Opération écoles occupées

Alors que les syndicats peinent à mobiliser dans la rue, les mouvements de protestation menés par des parents d’élèves se multiplient.

Ingrid Merckx  • 24 mars 2011 abonné·es
Opération écoles occupées

Entre 15 000 et 28 000 personnes ont défilé le 19 mars contre les suppressions de postes dans l’Éducation nationale. Elles répondaient à l’appel du collectif L’éducation est notre avenir, qui regroupe plus de 25 organisations, dont les principales fédérations syndicales, les parents d’élèves de la FCPE, les lycéens de l’UNL et les étudiants de l’Unef. 16 000 suppressions de postes sont annoncées pour la rentrée 2011, qui s’ajoutent aux 50 000 suppressions cumulées depuis 2007. Partout, des classes engorgées, des fermetures d’options, de filières, de classes, voire d’établissements, des absences d’enseignants non remplacées, des départs de psychologues scolaires… De quoi s’attendre à un ­nombre de manifestants bien plus important.

Certes, cette manifestation était la troisième du type depuis la rentrée et coïncidait avec une actualité internationale dramatique. Mais les syndicats ­peinent à mobiliser, selon Thierry Cadart, secrétaire général du Sgen-CFDT, du fait d’un sentiment « que de toute façon le gouvernement ne cédera pas » . Ils étaient entre 5 500 et 12 000 à Paris, près de 2 500 à Lyon et 2 000 à Toulouse, entre 850 et 2 000 à Rennes… Surtout des professeurs
–  « Enseigner, oui mais pas en saignant »  – et peu de parents, semble-t-il.

« Toutes nos têtes de pont étaient mobilisées le 19 mars, objecte la FCPE, mais peut-être que les parents non militants ne vont pas manifester. »
S’ils ne sont pas tellement dans la rue, les parents sont de plus en plus nombreux dans les écoles. Témoin, le nombre grandissant d’occupations d’établissement. La maternelle Jean-Jaurès d’Épinay-sur-Seine (93) a été investie par des parents du 11 janvier au 15 mars, « un des plus longs mouvements d’occupation » , selon Mathieu Glaymann, membre de la FCPE locale. Le 15 mars, le XIIIe arrondissement de Paris comptait des occupations de parents dans l’école élémentaire Jeanne-d’Arc et les maternelles Espérance et Porte-d’Ivry. Dans le XXe, pas moins de quatre écoles du Bas-Belleville étaient concernées. Le 18 mars, le lycée Joliot-Curie de Nanterre lançait un mouvement pour protester contre la suppression de 200 heures de cours. Dans l’Ain, deux lycées professionnels et trois collèges seraient occupés, selon SUD Éducation. « On note des occupations en Loire-Atlantique et en Loir-et-Cher » , complète la FCPE, qui renvoie à l’onglet « Sur le terrain, les parents se mobilisent » sur son site Internet. Difficile d’avoir une vue d’ensemble : les informations ne sont pas centralisées. Les occupations sont recensées par académie et, s’il existe un dossier national au ministère, il ne communique pas à ce sujet. Elles peuvent durer une journée ou des semaines…

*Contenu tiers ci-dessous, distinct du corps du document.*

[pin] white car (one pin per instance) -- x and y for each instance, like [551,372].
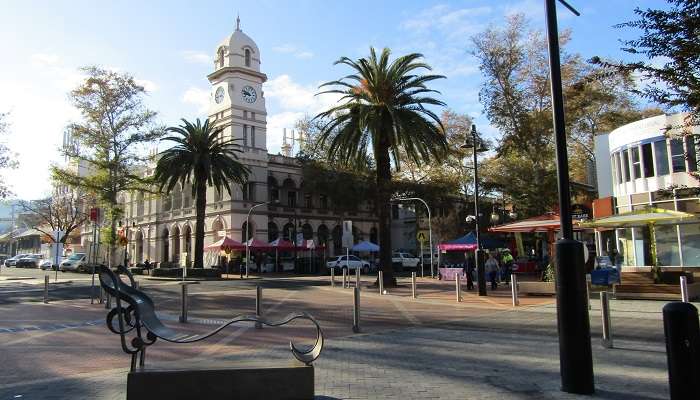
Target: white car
[76,263]
[406,260]
[350,263]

« C’est parfois autour d’une action de parents qu’une mobilisation syndicale se construit » , observe Jean-Antoine Puig de SUD Éducation. Pour quel résultat ? « Nous avons obtenu l’augmentation du nombre de remplaçants de 24 à 27, et 30 annoncés pour septembre prochain sur la ville, et le principe du rattrapage d’une partie des heures perdues, qui n’avait jamais été étudié » , déclare Mathieu Glaymann, à Épinay.

S’ils attendent de voir « la mise en œuvre » , les parents de Jean-Jaurès se réjouissent déjà de « la reconnaissance des responsables politiques qui ont vu notre détermination et la fiabilité de nos chiffres »  : chaque matin pendant leur occupation, ils recensaient les professeurs absents dans la commune. Ils sont également « fiers » d’avoir prouvé une « capacité d’indignation doublée de propositions » .

« C’est très important dans un quartier en partie relégué, ajoute Mathieu Glaymann. Les parents ont retrouvé confiance en l’avenir. Certains qui voulaient mettre leurs enfants dans le privé par résignation sont revenus sur leur choix. » Parti d’un établissement, ce mouvement s’étend. « Le ministère et l’Inspection d’académie ne peuvent pas juste dire : “On supprime 16 000 postes mais vous ne le verrez pas.” Enfin nous avons obtenu un débat qui se prolonge sur la notion de discrimination territoriale. » Le 15 mars, quand les parents d’élèves ont saisi la Halde sur ce motif, il y avait « un monde fou » à leur conférence de presse. Pas naïfs pour autant, ils proposent, pour maintenir la pression, une journée « écoles occupées » le 31 mars.